RE: Random pg_upgrade test failure on drongo - Mailing list pgsql-hackers

From Hayato Kuroda (Fujitsu)
Subject RE: Random pg_upgrade test failure on drongo
Date
Msg-id TY3PR01MB98894D8BE99AE53217C96C0AF56A2@TY3PR01MB9889.jpnprd01.prod.outlook.com
Whole thread Raw
In response to Re: Random pg_upgrade test failure on drongo  (Amit Kapila <amit.kapila16@gmail.com>)
Responses Re: Random pg_upgrade test failure on drongo
List pgsql-hackers
Dear Amit, Alexander,

> > We get the effect discussed when the background writer process decides to
> > flush a file buffer for pg_largeobject during stage 1.
> > (Thus, if a checkpoint somehow happened to occur during CREATE DATABASE,
> > the result must be the same.)
> > And another important factor is shared_buffers = 1MB (set during the test).
> > With the default setting of 128MB I couldn't see the failure.
> >
> > It can be reproduced easily (on old Windows versions) just by running
> > pg_upgrade in a loop (I've got failures on iterations 22, 37, 17 (with the
> > default cluster)).
> > If an old cluster contains dozen of databases, this increases the failure
> > probability significantly (with 10 additional databases I've got failures
> > on iterations 4, 1, 6).
> >
> 
> I don't have an old Windows environment to test but I agree with your
> analysis and theory.
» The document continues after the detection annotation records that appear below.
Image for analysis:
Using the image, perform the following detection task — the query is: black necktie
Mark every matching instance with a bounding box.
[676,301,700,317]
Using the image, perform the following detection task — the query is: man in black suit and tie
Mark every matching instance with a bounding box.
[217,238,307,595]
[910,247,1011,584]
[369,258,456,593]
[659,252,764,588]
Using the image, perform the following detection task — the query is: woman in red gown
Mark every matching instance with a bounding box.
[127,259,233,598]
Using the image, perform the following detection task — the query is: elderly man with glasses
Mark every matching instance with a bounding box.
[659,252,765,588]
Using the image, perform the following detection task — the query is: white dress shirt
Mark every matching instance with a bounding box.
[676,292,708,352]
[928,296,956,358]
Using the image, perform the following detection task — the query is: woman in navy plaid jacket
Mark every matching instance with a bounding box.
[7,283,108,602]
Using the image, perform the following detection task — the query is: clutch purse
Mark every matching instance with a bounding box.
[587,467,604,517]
The question is what should we do for these new
> random BF failures? I think we should set bgwriter_lru_maxpages to 0
> and checkpoint_timeout to 1hr for these new tests. Doing some invasive
> fix as part of this doesn't sound reasonable because this is an
> existing problem and there seems to be another patch by Thomas that
> probably deals with the root cause of the existing problem [1] as
> pointed out by you.
> 
> [1] - https://commitfest.postgresql.org/40/3951/

Based on the suggestion by Amit, I have created a patch with the alternative
approach. This just does GUC settings. The reported failure is only for
003_logical_slots, but the patch also includes changes for the recently added
test, 004_subscription. IIUC, there is a possibility that 004 would fail as well.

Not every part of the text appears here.